La justice française soupçonne le président Nicolas Sarkozy d'avoir fait financer illégalement sa campagne électorale de 2007 par la riche héritière de L'Oréal, Liliane Bettencourt.

Le juge d'instruction bordelais Jean-Michel Gentil cible désormais «ouvertement» le chef d'État et semble déterminé à enquêter à son sujet malgré son immunité judiciaire, relève Le Monde, qui cite divers documents judiciaires.

L'analyse du quotidien recoupe celle du Journal du dimanche (JDD), qui a évoqué dans son dernier numéro de nouveaux éléments obtenus grâce à une commission rogatoire internationale pour alimenter la thèse d'un financement politique illégal.

Selon cet hebdomadaire, le juge Gentil a mis au jour un système de virement de fonds qui a permis au gestionnaire de la fortune de Mme Bettencourt, Patrice de Maistre, de récupérer, à partir de comptes suisses, plus de 4 millions d'euros (5,32 millions de dollars) en espèces en trois ans.
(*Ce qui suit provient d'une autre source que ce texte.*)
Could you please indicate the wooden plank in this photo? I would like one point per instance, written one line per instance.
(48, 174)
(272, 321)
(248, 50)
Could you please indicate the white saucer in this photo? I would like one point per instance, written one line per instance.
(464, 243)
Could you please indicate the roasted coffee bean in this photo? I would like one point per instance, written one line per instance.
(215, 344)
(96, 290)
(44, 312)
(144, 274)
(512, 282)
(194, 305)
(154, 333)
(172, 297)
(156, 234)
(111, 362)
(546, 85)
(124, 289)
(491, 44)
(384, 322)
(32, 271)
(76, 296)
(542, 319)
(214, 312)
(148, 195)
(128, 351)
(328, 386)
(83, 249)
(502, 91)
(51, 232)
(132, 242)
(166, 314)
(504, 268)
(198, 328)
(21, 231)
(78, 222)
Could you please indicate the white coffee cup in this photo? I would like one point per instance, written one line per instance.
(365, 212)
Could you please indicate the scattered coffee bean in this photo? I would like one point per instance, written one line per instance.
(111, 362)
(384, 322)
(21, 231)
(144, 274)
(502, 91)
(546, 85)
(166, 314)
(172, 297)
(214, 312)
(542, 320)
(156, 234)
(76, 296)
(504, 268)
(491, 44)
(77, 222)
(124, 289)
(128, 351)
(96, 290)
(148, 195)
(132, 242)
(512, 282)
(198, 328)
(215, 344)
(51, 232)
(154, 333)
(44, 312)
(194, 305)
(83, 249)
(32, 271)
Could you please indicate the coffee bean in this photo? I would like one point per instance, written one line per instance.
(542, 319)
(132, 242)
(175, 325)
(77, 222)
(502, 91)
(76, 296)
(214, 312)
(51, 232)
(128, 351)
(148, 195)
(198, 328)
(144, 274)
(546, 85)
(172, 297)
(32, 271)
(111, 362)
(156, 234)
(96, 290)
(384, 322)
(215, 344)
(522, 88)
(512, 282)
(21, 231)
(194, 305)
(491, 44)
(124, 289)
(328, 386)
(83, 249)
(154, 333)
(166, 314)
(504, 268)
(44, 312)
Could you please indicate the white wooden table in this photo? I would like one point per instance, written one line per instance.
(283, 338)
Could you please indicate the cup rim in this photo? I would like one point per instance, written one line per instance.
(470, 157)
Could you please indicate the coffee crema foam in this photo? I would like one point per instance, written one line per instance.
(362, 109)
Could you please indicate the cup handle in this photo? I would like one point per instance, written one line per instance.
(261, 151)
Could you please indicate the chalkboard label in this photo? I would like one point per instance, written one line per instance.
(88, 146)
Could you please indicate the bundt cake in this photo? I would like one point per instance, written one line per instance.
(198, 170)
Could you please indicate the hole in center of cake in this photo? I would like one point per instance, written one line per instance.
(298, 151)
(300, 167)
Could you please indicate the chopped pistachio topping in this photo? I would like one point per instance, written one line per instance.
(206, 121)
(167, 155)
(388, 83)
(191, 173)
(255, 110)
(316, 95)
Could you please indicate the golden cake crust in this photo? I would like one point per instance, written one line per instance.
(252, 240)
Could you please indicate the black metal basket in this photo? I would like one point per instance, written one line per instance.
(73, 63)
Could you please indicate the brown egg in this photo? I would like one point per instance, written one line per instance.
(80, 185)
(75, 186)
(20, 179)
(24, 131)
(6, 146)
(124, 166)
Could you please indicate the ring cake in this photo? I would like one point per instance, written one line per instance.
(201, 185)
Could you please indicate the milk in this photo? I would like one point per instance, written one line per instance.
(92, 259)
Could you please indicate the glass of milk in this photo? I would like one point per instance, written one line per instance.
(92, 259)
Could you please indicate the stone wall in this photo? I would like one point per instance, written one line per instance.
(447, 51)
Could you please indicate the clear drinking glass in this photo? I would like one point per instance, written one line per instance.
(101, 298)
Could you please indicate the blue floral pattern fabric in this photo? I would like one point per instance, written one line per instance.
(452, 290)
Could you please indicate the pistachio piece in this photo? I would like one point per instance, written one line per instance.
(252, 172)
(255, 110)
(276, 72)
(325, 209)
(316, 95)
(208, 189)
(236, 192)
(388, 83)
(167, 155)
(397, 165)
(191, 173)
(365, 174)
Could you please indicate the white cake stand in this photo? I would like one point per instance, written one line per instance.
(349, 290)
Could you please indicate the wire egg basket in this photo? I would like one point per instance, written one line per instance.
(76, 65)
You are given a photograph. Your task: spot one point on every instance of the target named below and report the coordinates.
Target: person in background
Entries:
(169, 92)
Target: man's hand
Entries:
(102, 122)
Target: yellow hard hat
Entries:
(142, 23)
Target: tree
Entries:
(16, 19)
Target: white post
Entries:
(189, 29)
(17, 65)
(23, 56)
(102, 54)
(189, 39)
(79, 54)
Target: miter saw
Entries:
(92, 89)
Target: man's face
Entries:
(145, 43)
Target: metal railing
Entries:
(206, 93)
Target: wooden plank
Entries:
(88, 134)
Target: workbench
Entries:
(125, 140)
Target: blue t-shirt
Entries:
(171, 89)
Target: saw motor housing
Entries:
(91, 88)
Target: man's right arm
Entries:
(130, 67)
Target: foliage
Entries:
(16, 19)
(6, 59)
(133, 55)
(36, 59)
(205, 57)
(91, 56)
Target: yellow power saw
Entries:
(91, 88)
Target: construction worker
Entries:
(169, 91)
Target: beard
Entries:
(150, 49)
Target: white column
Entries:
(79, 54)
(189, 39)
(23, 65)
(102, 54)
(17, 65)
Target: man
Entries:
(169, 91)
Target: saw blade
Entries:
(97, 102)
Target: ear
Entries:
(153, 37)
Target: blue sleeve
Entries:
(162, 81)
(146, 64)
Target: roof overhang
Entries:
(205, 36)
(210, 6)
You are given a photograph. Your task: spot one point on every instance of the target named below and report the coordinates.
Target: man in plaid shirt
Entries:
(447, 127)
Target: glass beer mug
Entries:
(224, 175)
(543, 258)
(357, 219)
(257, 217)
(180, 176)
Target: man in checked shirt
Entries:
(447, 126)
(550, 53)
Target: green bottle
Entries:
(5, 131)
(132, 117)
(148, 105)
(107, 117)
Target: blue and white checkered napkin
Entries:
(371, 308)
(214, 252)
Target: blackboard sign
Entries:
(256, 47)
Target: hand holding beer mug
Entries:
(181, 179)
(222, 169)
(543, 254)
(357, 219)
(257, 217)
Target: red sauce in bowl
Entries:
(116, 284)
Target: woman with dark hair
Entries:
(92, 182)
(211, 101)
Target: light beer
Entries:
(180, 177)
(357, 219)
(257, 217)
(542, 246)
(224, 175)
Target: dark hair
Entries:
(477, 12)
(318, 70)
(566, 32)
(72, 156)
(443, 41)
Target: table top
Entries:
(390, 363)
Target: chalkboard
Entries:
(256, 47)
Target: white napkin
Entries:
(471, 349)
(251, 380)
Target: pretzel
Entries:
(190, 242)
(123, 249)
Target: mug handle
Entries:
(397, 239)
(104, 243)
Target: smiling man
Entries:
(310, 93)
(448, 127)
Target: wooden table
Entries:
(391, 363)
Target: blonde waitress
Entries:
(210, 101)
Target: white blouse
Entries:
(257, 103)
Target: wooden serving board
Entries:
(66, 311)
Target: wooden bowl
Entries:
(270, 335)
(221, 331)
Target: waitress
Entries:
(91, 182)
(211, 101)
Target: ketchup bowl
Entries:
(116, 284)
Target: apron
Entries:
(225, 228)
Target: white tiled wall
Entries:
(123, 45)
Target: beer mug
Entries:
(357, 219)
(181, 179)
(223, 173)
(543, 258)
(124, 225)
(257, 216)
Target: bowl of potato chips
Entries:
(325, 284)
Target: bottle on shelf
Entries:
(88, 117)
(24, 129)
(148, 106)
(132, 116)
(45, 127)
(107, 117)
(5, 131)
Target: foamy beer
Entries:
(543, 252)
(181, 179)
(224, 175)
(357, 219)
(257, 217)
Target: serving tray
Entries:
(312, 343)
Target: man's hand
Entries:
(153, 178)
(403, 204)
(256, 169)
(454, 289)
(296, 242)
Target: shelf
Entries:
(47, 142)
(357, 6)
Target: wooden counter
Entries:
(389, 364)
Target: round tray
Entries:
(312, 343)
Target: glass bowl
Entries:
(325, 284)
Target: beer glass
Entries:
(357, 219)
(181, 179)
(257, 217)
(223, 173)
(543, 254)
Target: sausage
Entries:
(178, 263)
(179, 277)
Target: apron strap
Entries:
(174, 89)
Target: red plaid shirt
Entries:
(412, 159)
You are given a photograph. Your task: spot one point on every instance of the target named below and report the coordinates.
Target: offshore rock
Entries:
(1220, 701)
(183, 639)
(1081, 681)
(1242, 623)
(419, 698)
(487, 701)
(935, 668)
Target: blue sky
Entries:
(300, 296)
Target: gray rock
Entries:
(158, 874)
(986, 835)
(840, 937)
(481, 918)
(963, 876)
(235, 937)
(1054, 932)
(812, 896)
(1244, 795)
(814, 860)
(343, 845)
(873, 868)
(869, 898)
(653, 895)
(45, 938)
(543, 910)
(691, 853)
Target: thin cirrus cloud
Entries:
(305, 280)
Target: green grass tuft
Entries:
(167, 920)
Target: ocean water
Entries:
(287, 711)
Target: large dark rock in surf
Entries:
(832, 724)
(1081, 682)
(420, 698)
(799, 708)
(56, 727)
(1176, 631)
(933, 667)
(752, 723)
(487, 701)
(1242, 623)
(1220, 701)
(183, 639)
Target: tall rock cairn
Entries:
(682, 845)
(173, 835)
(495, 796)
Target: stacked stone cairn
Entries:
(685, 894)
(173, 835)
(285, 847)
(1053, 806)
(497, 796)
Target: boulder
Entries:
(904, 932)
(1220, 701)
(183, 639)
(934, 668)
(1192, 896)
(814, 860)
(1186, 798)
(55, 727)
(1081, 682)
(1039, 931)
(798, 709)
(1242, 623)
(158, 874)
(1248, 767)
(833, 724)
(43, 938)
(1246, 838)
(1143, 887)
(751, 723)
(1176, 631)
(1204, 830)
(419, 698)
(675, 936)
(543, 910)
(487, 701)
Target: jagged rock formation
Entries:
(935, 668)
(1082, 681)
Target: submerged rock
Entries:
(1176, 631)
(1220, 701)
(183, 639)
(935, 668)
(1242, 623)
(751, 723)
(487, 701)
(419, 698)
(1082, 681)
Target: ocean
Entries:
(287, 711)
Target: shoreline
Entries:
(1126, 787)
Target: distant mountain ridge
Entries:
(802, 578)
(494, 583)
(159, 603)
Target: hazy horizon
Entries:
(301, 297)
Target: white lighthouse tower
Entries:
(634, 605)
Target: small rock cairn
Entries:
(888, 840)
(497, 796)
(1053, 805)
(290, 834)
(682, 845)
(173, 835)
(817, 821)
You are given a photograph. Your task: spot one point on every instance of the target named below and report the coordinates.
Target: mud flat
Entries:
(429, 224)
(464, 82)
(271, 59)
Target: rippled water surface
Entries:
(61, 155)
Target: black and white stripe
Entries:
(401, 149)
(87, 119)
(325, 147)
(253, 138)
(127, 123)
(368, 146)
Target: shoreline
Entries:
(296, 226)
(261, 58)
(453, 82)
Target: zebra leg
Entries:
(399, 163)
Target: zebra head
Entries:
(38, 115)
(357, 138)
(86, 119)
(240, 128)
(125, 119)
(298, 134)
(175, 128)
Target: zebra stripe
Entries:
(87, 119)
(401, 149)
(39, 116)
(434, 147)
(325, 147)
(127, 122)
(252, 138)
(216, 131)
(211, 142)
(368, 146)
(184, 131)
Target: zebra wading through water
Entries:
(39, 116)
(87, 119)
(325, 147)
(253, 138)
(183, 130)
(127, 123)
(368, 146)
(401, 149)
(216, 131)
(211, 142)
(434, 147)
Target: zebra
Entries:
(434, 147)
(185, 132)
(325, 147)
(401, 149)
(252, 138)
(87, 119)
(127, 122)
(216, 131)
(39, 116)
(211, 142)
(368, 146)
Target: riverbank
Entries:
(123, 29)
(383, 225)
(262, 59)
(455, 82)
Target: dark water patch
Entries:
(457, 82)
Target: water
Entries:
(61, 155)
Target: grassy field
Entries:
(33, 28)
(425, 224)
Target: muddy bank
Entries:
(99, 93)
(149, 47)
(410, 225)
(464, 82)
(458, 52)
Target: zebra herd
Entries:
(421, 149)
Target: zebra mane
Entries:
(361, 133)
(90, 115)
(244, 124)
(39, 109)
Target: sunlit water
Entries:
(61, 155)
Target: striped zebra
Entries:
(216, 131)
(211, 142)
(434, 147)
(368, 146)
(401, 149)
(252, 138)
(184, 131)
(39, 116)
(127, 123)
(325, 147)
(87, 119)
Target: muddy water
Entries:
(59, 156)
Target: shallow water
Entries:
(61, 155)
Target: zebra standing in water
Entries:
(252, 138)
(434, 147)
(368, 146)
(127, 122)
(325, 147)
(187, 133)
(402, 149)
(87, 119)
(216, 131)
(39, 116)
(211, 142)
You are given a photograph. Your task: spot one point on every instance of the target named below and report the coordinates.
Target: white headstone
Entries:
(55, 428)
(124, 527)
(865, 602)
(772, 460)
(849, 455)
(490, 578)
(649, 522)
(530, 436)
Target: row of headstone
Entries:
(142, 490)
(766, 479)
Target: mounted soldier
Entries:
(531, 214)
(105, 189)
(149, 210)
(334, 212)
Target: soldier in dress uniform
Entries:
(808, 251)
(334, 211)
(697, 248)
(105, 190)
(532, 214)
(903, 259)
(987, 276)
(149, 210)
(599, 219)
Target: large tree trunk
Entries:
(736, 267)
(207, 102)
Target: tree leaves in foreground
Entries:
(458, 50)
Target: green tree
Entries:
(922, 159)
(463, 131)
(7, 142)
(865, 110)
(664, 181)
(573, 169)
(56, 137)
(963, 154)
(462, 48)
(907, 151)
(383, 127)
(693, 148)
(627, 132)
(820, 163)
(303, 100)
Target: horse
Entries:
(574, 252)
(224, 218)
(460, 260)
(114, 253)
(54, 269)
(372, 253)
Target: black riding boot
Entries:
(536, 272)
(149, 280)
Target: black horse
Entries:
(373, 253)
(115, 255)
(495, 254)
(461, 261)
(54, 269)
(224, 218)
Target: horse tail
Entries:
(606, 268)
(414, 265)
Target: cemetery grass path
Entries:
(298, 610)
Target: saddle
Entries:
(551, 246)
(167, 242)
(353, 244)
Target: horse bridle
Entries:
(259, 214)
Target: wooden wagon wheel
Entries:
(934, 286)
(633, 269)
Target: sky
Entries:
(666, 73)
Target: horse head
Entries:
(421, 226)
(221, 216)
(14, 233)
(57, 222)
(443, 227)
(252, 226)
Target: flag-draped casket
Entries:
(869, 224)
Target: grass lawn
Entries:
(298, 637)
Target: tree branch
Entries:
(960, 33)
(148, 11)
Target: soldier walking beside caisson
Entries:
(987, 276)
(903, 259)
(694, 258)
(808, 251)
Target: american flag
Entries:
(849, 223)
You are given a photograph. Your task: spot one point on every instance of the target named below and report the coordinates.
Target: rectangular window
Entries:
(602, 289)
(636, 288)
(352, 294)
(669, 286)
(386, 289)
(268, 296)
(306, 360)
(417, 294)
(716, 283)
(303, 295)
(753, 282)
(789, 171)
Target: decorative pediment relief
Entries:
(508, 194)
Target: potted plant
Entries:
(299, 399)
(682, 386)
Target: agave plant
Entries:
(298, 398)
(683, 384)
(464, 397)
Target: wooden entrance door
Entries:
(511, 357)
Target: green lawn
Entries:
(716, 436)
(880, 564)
Deux remises en espèces de 400 000 (532 000$) intéressent particulièrement le magistrat. La première serait survenue en février 2007, deux jours avant une rencontre entre M. de Maistre et l'ex-ministre Éric Woerth, qui était alors le trésorier de la campagne de Nicolas Sarkozy.

La seconde aurait eu lieu le 26 avril 2007, entre les deux tours de l'élection présidentielle. Selon le JDD, François-Marie Bernier, photographe proche de Liliane Bettencourt, a noté dans un carnet personnel que la riche Française avait déclaré le même jour: «De Maistre m'a dit que Sarkozy avait encore demandé de l'argent. J'ai dit oui.»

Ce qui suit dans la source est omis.